Denver District 8 Sen. Al White, R-Hayden, beat a reporter to the punch with the first question about the collapsed proposal to use Pinnacol Assurance surplus funds to balance next year's state budget without slashing state support for higher education.
"What now?" White asked, as lawmakers went back to the drawing board to fill a $300 million deficit in the budget.
He then answered his own question.
"Now we find other cuts in the budget that will enable us to draw down federal matching funds for higher ed and spread the pain to others," he said. "We're looking at furloughs (of state employees), cuts to financial aid for students, cuts to K-12."
Rep. Randy Baumgardner, R-Hot Sulphur Springs, spent much of the week caucusing with fellow House Republicans about the so-called "long bill" and dozens of other bills and amendments that are part of the budget process.
It all must go back to the Senate, where the process started, after the House gets done with it. All is being done under an ever-closer mandatory deadline for adjournment May 6.
"We're still looking under every rock trying to find money," Baumgardner said. "I don't think Pinnacol was a good place to look, but higher ed has been beat up pretty bad."
It's the majority Democrats, however, who are in the driver's seat when it comes to the budget-reconciliation package. More cash fund transfers to the general fund and higher taxes on cigarette sales are among items under consideration.
As a member of the Joint Budget Committee, White played a key role in the Pinnacol debate and was the primary sponsor of the now moot bill (Senate Bill 273) that would have transferred $500 million from Pinnacol to the general fund.
In addition to balancing the budget, the cash transfer that most other legislative Republicans called an unconstitutional raid on a private company, would have put another $200 million into a reserve account for future budget emergencies.
Gov. Bill Ritter announced Wednesday an end to negotiations with Pinnacol, which holds about 70 percent of the workmen's compensation insurance policies of Colorado's employers and had threatened a court challenge if White's bill became law.
"Members of my staff and I have tried in good faith to reach an agreement with Pinnacol," Ritter said. "However, there remain too many unresolved issues and questions for Colorado citizens and Pinnacol shareholders and customers. Therefore, with a budget deadline looming, I have halted negotiations with Pinnacol."
Ritter warned earlier in the week that massive cuts to higher education, which could lead to double-digit tuition increases and/or shutting down community colleges, were not an option.
He said cutting $300 million in support to colleges and universities would put Colorado below the threshold for drawing down $760 million in federal stimulus funds.
"Clearly, it would be counter-productive to cut higher education by $300 million only to lose the entire $760 million in Stabilization Funds," Ritter said.
White said he still thinks the legislature should consider more state oversight of Pinnacol, which largely was privatized in 2002. The company is tax exempt, has governmental immunity form lawsuits and its board of directors are appointed by the governor.
Still alive is Senate Bill 281, sponsored by Senate Majority Leader Brandon Shaffer, D-Longmont, which calls for a performance audit and an interim committee review of Pinnacol's operations.

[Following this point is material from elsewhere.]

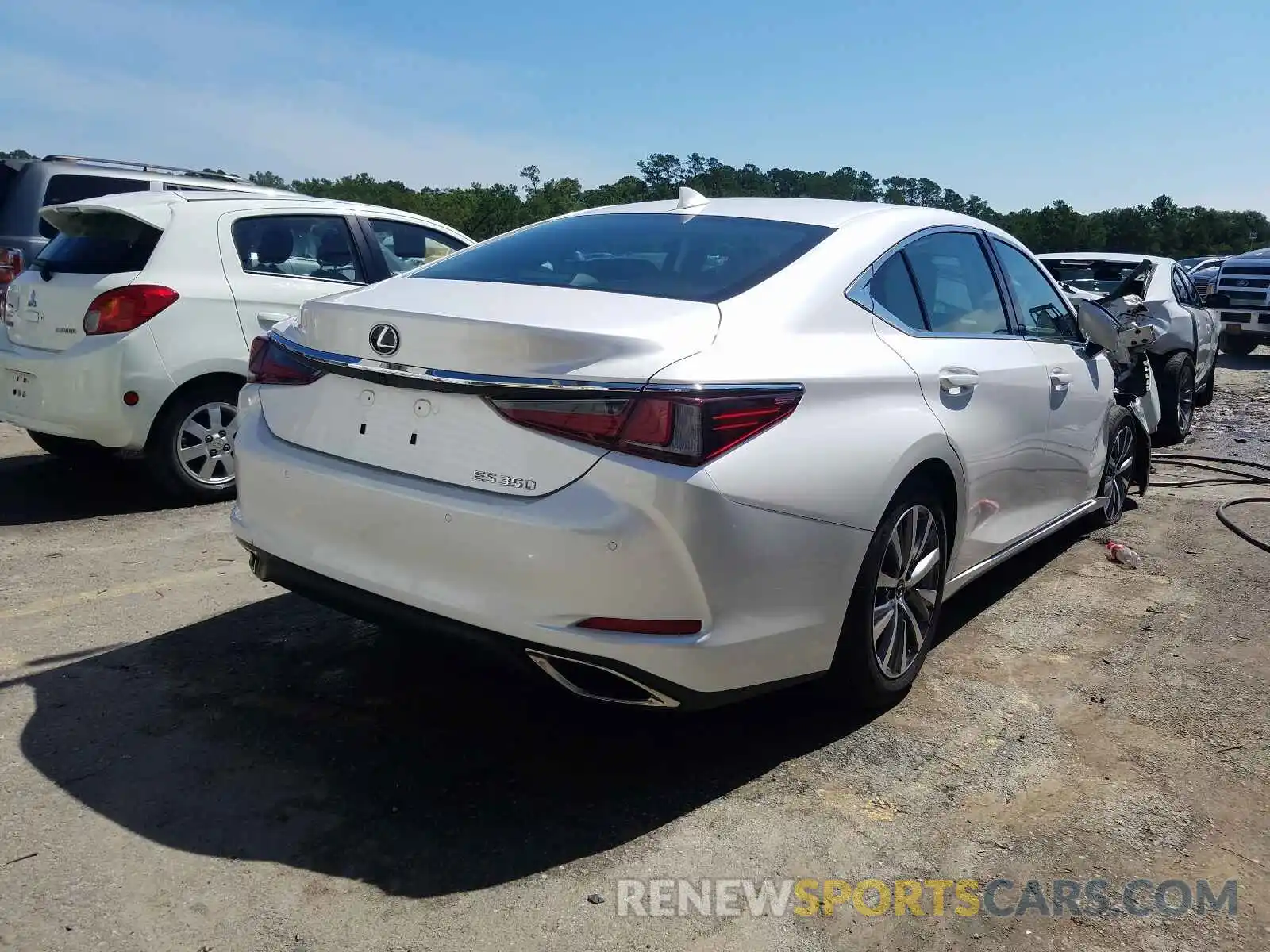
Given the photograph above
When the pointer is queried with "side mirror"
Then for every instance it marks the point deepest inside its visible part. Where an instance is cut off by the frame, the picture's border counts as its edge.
(1098, 325)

The bill also would require Pinnacol to issue dividends to policy holders equal to 5 percent of its surplus.
Shaffer said Pinnacol currently has a surplus of $700 million above the $600 million reserve that it holds to pay off future workmen's compensation claims.
"I still think a battle as to whether or not Pinnacol belongs to the state is one that needs to be decided," White said. "Certain provisions in (SB) 281 are worth keeping that bill alive. If policy holders are the owners of those surplus funds, then I want to see the policy holders get that money back as opposed to sitting in a Pinnacol vault unused and unneeded."
White is concerned, however, the lawmakers might go too far in taking advantage of a recent Colorado Supreme Court decision that would allow legislators to repeal tax exemption or credit without getting approval from voters as required by the Taxpayer's Bill of Rights.
Eliminating tax exemptions and/or credits became part of the budget-balancing discussion after the March 16 Supreme Court decision that last year's freeze on property tax mill levies was not an unconstitutional violation of TABOR.
Since TABOR's passage in 1992, lawmakers have assumed no tax policy change that resulted in additional revenue could be made without a vote of the people. However, the high court's ruling stated a public vote would be required only in limited circumstances.
"Legal Services (which provides legal advice to the legislature) indicates : that removing tax credits or exemptions falls outside of TABOR considerations and can be legislated without a vote of the people," he said. "I'm very leery of it. I think it's bad policy for us to do away with those sorts of things."
White said the high court ruling could affect numerous tax credits, including an estimated $90 million worth of tax credits issued to farmers and ranchers for conservation easements to protect land from development.
"In my district the tax credit for conservation easements is huge," he said. "It helps ranchers stay on the place. If that goes away, many of my constituents could lose their ability to provide for themselves and their families on the ranch."